When we read that ransomware was “detected and contained,” it sounds almost boring. A threat showed up, the security tool did its job, and everything went back to normal.
But in reality, those few seconds are chaos.
Under the surface, the operating system, the endpoint agent, and the detection engine are all reacting in real time. Decisions are being made instantly. Processes are being killed. Files are being tracked. Networks may be cut off.
If you’re learning about SOC operations or endpoint security, understanding what actually happens during a ransomware event completely changes how you see EDR. It’s not just scanning files in the background. It’s deeply wired into the system, constantly watching how processes behave.
Let’s break down what really happens when ransomware hits a device.
The First Seconds of Execution
Ransomware is not subtle.
It doesn’t quietly modify one or two files. It moves fast. Very fast.
The moment it executes, it starts opening files in rapid succession. It reads their content, encrypts them, and writes the encrypted data back to disk. It may rename files, drop a ransom note, and attempt to delete backup copies , all within seconds.
To the user, everything might look normal at first. Then suddenly documents won’t open. File names look strange. Panic sets in.
To an EDR system, though, this behavior looks extremely abnormal.
And that’s where the real story begins.
How the EDR Knows Something Is Wrong
Modern EDR solutions don’t rely purely on signatures anymore. They focus on behavior.
An agent sits on the endpoint with high-level privileges inside the operating system. It can see process creation, file writes, memory behavior, registry changes, and network connections in real time.
When ransomware starts encrypting files, the EDR notices something unusual almost immediately.
One process suddenly begins modifying hundreds of files in a short time window. That’s not normal behavior for most legitimate applications.
Then there’s the data itself.
Encrypted data looks random. Security tools measure something called entropy ( basically a way to calculate how random data appears). When dozens or hundreds of files suddenly shift from structured document data to high-entropy randomness, that’s a strong encryption signal.
At the same time, the system looks at the process chain.
Maybe a user opened a document.
That document launched Word.
Word spawned PowerShell.
PowerShell executed another binary.
That binary began modifying files everywhere.
That parent-child relationship matters. Context matters. EDR doesn’t just see “files changing.” It sees how the chain of events unfolded.
When enough behavioral indicators line up, the system classifies the activity as ransomware.
And then it reacts.
Containment: Stopping the Damage
The first move is usually simple and aggressive: kill the process.
The EDR issues operating system–level commands to terminate the malicious process immediately. No negotiation. No delay.
In many environments, the system will also isolate the endpoint from the network. The infected device can no longer communicate with other machines. This prevents lateral movement and stops potential spread.
At this point, the attack is contained.
But containment doesn’t automatically mean recovery.
Some files may already be encrypted. So what happens next?
The Part Most People Don’t Realize: Rollback
Here’s what surprises many people.
Advanced EDR platforms aren’t just watching for threats. They’re also tracking changes continuously.
As files are modified, some solutions keep short-term records of their previous state. Others journal file operations or temporarily cache original content before it gets overwritten.
So when ransomware is detected, the EDR already knows:
- Which process made the changes
- Which files were modified
- In what order those changes happened
Because it has that history, it can attempt to reverse the damage.
Think of it like undoing a transaction log. The malicious process made changes. The EDR recorded them. Once the activity is confirmed as ransomware, the system can roll back those changes and restore the original versions.
On Windows systems, recovery may also use Shadow Copies if they still exist. But modern ransomware often tries to delete those early in the attack. That’s why behavioral rollback is such a powerful feature , it doesn’t rely entirely on backups.

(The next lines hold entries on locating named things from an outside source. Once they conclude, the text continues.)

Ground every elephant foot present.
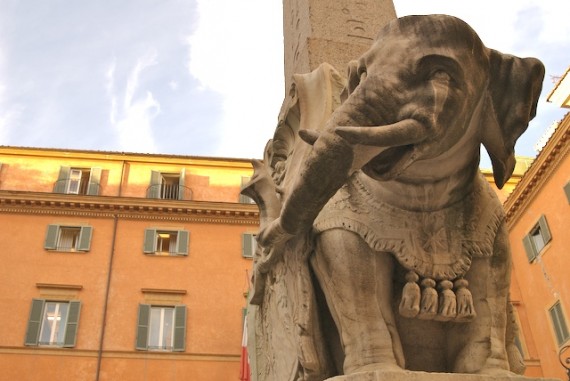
[347,362,404,374]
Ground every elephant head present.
[272,15,544,241]
[336,15,544,188]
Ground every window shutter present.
[239,176,253,204]
[25,299,45,345]
[78,226,93,251]
[53,166,71,193]
[143,229,156,254]
[63,300,81,348]
[172,306,186,352]
[538,214,552,245]
[176,230,190,255]
[523,234,537,262]
[44,225,59,250]
[87,168,102,196]
[178,168,186,200]
[147,171,162,198]
[135,304,150,351]
[241,233,257,258]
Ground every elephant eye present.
[430,69,451,81]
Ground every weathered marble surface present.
[243,15,544,381]
[329,371,560,381]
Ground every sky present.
[0,0,570,166]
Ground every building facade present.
[0,147,255,381]
[504,71,570,379]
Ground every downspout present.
[95,214,118,381]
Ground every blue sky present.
[0,0,570,167]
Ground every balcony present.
[146,184,192,200]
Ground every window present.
[239,176,255,204]
[549,301,570,346]
[143,229,190,255]
[523,216,552,262]
[136,304,186,352]
[241,233,257,258]
[147,169,186,200]
[53,167,101,196]
[44,225,93,252]
[25,299,81,347]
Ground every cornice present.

Of course, speed is everything.
If detection happens quickly, only a handful of files may need restoration. If the ransomware runs for too long, thousands of files might already be encrypted. At that point, external backups may still be required.
Why Seconds Matter So Much
In a ransomware scenario, one second versus one minute is a massive difference.
Fast detection means minimal encryption and clean rollback.
Delayed detection means large-scale damage, longer recovery time, and possibly business disruption.
This is exactly why behavioral monitoring has become more important than traditional signature-based detection. By the time a signature catches up, the encryption may already be done.
What a SOC Analyst Sees
From a SOC perspective, the chaos gets translated into a clean timeline.
You can see when the suspicious process started.
You can see the spike in file modifications.
You can see the entropy increase.
You can see the exact moment the process was terminated.
You can see whether rollback succeeded.
But behind that tidy dashboard view is constant, low-level monitoring happening every second inside the operating system.
The EDR isn’t reacting blindly. It already understands what normal behavior looks like on that machine. It has context. It has history.
That’s what allows it to move so quickly.